大阪市が今年3月、大阪港内の防波堤や護岸を港湾施設に組み入れる条例改正をしたことを受け、10月以降、防波堤などが立入禁止区域に指定される見通しになっていることが9日、わかった。昨年8月、港内の人工島・夢洲で釣り人の転落死事故が発生したため。禁止区域指定後に無断で立ち入ると5万円以下の「罰金」が課せられ、事実上、港内は“釣り禁止”になる。渡船業者が人工島の護岸に釣り人を運ぶ行為もできなくなり、波紋を広げそうだ。
市が新たに立入禁止区域に指定する見込みなのは、「大阪南港魚つり園」を除く大阪港の防波堤や護岸。市はすでに3月に港湾施設条例を改正し、防波堤、護岸などを港湾施設に加えた。今回は、この港湾施設を立入禁止区域に指定する方針だ。
これまで市は、危険な地域について立ち入り禁止の立て看板やフェンスを設置していたが、釣り人がフェンスを破って侵入するケースが相次いでいた。釣り人に市職員が注意しても、法的根拠がないため、「法律で決められているのか」と開き直る人もいるという。
こうした中で昨年8月、夢洲で釣りをしていた会社員の男性=当時(45)=が、桟橋から転落したとみられる死亡事故が発生。今年3月、男性の遺族が安全管理に問題があったとして市などを相手に損害賠償請求訴訟を起こした。市は争う姿勢だが、責任の所在をはっきりさせるために条例改正し、護岸などを市に管理責任がある港湾施設に加えた。
事実上の“釣り禁止条例”に納得できないのが釣りファンや渡船業者。
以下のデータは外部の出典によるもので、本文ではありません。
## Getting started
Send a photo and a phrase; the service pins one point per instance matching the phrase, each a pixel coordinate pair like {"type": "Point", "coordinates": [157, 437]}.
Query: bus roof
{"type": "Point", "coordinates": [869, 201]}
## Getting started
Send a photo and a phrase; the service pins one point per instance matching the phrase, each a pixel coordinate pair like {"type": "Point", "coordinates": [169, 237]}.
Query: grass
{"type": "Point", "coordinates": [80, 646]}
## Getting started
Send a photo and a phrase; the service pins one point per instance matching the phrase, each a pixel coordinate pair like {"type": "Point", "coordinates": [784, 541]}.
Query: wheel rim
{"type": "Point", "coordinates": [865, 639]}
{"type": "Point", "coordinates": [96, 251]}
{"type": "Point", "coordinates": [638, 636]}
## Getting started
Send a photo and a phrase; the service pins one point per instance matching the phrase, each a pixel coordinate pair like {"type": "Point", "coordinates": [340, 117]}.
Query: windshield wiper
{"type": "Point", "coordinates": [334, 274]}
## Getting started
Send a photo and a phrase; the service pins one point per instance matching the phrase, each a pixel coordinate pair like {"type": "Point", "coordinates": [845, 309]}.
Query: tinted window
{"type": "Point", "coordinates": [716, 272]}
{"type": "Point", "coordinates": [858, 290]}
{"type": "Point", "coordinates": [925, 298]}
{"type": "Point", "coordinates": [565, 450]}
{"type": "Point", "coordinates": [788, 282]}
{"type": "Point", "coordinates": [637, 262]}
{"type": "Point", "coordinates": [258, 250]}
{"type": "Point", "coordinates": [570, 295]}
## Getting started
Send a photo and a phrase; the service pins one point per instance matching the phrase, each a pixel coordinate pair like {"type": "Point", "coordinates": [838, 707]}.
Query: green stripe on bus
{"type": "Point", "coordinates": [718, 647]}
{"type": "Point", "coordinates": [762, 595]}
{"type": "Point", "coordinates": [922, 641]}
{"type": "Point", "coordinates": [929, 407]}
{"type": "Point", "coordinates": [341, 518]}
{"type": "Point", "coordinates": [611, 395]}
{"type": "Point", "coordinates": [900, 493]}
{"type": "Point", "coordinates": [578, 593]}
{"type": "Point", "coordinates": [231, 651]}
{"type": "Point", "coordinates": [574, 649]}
大阪港周辺はチヌ釣りが有名で、50センチを超える大物を狙い、週末には関東や九州からも大勢の釣り人が訪れる。
週末には100人以上の釣り客を夢洲などに運ぶなど、30年以上釣り人を防波堤や護岸まで運んできた「ヤザワ渡船」(港区)の矢沢明社長(67)は「渡船を続けてくれという要望が非常に強い。条例に反して商売することはできないが、収入は、渡船と沖合で釣る乗合船が半々。簡単には割り切れない」と話す。
また、別の渡船業者は「大阪市が立入禁止にすれば大阪湾に面する神戸市や堺市なども追随する可能性がある。このままでは大阪湾で一切釣りができなくなってしまう」と危機感を募らせている。